More relevantly, in CapROS.

On 32-bit architectures it will always require testing two words for 
zero instead of one.

>  > The way to absolutely guarantee non-collision is to declare all the
>>  exceptions at one level. Unix's errno.h demostrates that that's
>>  feasible. cap.idl already declares exceptions that are only used by
>>  derived interfaces.
>
>Please explain how I can declare all exception codes that will be needed
>by developers who are designing an unanticipatable application 25 years
>from now.

You don't have to. You can add new exceptions 25 years from now.

The issue is, how does Joe Developer who wants a new exception, get 
the system developers to add the exception to the global list?
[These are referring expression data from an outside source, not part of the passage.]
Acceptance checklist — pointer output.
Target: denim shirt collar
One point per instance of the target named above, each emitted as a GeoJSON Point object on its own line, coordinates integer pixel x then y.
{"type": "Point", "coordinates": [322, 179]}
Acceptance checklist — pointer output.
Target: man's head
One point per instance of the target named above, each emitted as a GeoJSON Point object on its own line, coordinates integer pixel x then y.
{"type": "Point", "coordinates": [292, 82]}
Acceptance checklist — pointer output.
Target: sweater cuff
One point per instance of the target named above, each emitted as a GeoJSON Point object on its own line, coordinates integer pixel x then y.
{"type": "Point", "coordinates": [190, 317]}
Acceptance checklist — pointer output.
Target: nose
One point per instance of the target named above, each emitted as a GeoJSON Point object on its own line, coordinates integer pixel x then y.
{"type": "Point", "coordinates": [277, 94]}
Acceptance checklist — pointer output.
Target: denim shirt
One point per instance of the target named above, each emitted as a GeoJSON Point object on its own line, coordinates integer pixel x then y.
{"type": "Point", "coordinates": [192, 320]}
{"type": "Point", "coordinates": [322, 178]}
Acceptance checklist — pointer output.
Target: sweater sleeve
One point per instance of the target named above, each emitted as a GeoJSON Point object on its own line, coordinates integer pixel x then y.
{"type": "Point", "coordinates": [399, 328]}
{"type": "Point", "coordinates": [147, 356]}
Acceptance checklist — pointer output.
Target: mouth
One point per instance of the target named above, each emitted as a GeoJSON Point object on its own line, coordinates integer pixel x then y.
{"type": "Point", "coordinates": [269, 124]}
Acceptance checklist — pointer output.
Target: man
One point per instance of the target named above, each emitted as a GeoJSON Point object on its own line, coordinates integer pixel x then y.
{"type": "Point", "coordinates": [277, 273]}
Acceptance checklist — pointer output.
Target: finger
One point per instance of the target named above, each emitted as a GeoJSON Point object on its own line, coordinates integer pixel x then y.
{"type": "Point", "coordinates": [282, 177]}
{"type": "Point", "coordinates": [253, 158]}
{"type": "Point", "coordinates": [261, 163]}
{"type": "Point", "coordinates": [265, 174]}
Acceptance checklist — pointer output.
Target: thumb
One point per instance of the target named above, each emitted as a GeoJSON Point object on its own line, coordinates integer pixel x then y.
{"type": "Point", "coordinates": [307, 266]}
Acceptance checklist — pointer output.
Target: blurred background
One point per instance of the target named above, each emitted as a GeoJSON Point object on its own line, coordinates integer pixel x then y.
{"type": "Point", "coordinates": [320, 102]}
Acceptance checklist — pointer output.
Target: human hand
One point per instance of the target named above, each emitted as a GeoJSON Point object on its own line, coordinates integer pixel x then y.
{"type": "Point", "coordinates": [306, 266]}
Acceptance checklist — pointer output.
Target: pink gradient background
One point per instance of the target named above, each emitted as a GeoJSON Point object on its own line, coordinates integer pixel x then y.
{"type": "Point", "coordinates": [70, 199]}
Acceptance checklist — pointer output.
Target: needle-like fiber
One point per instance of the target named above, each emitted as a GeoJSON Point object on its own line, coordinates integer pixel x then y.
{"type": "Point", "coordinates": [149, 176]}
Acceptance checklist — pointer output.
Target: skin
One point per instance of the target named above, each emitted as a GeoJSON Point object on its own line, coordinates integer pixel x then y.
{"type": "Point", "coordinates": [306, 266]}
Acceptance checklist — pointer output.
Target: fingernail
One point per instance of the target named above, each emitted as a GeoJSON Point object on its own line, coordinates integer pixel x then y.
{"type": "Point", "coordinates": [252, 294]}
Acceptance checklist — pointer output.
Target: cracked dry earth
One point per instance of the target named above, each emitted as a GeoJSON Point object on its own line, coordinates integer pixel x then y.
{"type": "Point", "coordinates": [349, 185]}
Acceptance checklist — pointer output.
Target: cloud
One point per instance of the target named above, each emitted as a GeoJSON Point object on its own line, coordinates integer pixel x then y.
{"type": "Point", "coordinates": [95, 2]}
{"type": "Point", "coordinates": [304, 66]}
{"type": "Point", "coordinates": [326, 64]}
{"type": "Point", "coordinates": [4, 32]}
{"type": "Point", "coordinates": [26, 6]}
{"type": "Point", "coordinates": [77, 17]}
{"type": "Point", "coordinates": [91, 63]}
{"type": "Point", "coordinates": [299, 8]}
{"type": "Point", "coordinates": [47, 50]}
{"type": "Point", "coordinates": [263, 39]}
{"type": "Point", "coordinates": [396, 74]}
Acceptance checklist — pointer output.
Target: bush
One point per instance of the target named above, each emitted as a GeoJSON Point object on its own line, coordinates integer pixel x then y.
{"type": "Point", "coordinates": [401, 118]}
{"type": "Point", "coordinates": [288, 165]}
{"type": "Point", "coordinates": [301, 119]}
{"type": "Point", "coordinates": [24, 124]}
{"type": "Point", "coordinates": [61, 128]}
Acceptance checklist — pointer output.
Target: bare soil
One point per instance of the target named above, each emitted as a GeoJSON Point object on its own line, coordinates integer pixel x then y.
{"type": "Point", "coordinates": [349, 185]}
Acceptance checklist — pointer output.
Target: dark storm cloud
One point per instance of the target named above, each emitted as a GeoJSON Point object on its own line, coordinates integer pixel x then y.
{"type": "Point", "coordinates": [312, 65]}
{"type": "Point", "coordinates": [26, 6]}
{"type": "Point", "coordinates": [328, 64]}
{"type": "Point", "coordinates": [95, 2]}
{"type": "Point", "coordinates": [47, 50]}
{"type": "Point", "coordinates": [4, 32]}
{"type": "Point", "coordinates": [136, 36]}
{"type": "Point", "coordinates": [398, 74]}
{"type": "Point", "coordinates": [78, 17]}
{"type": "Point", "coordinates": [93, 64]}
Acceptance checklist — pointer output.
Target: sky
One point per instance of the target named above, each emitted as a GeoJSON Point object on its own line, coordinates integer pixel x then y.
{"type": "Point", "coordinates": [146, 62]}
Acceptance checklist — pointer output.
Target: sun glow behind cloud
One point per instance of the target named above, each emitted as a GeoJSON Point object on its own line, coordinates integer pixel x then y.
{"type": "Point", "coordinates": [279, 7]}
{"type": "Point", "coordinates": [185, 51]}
I think the answer is, if he can't, he assigns the exception code (or 
gets IDL to assign it) randomly or cryptographically, and prays (with 
high success) that it doesn't conflict.

That doesn't mean that the system developers must also assign 
randomly or cryptographically, and pray, when they could use a scheme 
that is 100% reliable. In other words, a combination of techniques 
may be our best hope here.

>errno.h is a wonderful illustration of how to do it wrong. As errors
>were added to errno.h by different vendors, there were collisions.
>Cleaning up errno code point discrepancies is one of the real annoyances
>that has to be dealt with when implementing binary support for different
>unix personalities in a single system.

Your proposal does not solve this problem. If you define exception 
codes cryptographically, linux.ENOMEM will have a different value 
from hpux.ENOMEM.

>The entire problem with errno.h is that the code points were selected in
>a political namespace (i.e. one run by humans) rather than a randomized
>one. Had they been randomly assigned, no reconciliation would have been
>needed at all.

Except to match up linux.ENOMEM with hpux.ENOMEM.